I know that the Great Whities were out there, nearby to us in this “Lost
Coast” wilderness. We had it lucky: We arrived without the presence of
other surfers, though some came and went while we were there. A couple
of them we only saw in the water once, and more were just coming in at
the end of a diminishing swell with none other forecasted. That was
strange, especially given the work it took to get out there, and staying
warm and dry. Once, a gust of wind threw the tent stakes in the sand
into my face, then the immediate next gust somersaulted me inside the
tent onto my back and the tent upside down on me with crashed tent poles!

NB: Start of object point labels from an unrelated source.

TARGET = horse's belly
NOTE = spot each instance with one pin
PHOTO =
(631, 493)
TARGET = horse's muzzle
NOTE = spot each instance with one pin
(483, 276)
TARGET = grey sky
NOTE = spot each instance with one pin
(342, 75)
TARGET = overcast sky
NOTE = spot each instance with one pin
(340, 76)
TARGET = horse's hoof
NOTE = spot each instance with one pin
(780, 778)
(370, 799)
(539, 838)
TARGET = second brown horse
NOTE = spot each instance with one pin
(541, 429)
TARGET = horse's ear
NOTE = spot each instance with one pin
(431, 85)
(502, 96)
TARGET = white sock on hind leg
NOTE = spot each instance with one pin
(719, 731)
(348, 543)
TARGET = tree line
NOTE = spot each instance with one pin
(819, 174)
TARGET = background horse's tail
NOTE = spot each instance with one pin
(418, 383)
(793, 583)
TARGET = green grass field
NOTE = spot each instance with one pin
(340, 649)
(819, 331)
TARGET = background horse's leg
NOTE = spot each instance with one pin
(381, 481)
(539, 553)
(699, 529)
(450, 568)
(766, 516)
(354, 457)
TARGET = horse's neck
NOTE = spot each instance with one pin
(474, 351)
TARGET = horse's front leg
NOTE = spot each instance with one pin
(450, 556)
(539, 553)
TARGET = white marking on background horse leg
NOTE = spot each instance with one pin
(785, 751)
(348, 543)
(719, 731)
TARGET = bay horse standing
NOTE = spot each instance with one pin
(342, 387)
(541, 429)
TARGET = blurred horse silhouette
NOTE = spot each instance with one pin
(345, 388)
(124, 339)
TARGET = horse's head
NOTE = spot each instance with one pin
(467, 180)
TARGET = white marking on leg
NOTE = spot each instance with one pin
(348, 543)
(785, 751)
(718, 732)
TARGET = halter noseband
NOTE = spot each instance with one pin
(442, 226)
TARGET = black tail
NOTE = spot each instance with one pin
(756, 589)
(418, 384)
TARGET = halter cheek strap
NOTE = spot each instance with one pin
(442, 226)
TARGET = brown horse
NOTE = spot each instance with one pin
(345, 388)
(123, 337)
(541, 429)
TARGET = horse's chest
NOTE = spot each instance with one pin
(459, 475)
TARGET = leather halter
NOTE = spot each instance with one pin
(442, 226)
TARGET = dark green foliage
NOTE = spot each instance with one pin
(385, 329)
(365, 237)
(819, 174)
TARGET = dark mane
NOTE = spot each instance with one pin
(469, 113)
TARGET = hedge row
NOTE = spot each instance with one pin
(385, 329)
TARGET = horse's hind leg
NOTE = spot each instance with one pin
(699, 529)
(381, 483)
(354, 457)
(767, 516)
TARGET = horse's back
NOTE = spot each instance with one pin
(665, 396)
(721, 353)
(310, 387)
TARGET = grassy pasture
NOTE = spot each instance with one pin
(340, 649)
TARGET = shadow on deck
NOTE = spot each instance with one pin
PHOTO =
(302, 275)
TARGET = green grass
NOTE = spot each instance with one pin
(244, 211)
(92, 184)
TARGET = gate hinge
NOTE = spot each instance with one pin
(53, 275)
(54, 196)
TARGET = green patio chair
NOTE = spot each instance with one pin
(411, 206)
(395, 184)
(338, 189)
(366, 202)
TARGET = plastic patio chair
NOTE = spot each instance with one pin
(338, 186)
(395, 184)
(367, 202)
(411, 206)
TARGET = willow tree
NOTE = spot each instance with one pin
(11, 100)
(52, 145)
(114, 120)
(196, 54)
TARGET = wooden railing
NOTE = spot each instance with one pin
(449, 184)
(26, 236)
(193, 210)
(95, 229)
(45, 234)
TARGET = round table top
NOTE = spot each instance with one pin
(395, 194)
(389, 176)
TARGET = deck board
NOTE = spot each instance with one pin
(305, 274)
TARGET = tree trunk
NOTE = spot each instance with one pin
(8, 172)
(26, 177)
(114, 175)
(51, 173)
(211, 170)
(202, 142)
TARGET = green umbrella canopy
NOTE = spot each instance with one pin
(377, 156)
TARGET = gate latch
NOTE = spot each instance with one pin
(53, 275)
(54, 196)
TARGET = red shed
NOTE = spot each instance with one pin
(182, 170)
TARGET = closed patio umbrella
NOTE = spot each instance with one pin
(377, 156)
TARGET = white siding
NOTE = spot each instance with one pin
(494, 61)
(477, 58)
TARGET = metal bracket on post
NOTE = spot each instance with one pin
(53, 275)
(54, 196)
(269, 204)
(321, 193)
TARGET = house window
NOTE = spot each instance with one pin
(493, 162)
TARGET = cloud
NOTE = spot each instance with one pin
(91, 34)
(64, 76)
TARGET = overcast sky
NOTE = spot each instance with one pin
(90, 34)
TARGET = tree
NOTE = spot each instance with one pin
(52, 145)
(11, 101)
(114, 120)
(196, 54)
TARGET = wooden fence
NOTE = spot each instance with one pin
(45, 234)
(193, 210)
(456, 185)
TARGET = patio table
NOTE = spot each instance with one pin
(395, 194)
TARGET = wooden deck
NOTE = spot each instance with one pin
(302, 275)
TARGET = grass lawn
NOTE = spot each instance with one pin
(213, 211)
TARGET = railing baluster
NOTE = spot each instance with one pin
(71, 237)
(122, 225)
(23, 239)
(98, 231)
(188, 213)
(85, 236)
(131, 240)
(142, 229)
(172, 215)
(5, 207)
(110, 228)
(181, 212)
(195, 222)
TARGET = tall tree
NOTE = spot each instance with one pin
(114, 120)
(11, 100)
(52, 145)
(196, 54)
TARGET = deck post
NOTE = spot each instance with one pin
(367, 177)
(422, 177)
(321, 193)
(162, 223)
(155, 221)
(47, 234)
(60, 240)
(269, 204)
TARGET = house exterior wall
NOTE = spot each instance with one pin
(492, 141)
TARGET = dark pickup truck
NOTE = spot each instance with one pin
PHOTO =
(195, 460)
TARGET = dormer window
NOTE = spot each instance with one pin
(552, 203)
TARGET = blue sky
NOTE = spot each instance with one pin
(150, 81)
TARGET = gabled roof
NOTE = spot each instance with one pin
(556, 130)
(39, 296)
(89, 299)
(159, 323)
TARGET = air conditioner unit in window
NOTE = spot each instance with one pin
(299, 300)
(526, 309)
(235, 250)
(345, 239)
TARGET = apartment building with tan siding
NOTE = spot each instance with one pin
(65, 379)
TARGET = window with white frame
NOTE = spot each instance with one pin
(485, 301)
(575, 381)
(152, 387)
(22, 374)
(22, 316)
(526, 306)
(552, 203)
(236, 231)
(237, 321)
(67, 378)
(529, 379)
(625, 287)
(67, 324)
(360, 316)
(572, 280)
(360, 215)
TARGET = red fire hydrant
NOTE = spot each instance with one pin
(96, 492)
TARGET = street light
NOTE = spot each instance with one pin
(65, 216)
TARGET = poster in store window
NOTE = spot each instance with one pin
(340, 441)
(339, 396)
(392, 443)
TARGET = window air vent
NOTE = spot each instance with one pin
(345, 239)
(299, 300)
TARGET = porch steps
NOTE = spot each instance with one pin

We stretched our food out and ate skinny, to stay longer for the swell,
with hopes for bluebird days. We got it, we got the best serving of all
who came to Big Flats. The hike back a week from our beginning was cake
not having to carry any food but for one food bar, but my shoe got wet
from my foot slipping off a rock that wobbled while crossing a creek
with my heavy pack and board strapped on, this time vertically, and much
easier on the center of balance.
For a couple of days since returning I have been a bit melancholy,
missing the raw, beautiful nature, the solitude surfing, and the absence
of B.S. out in a rugged environment. And missing my good buddies Gabe
and the bears.
The pictures of the paddle surfing are from Kayak Surf Nationals, at
home at Davenport Beach near Santa Cruz; and the US Waveski Nationals in
Ventura, the two weekends prior to the awesome surf trip. I got a
second in both contests, but they were contests a
gainst myself because
there were not enough women competing (second out of 6 and 3). I still
hold second place in the World for women’s kayak surfing, out of 26
women, won in Basque Country, Spain last October.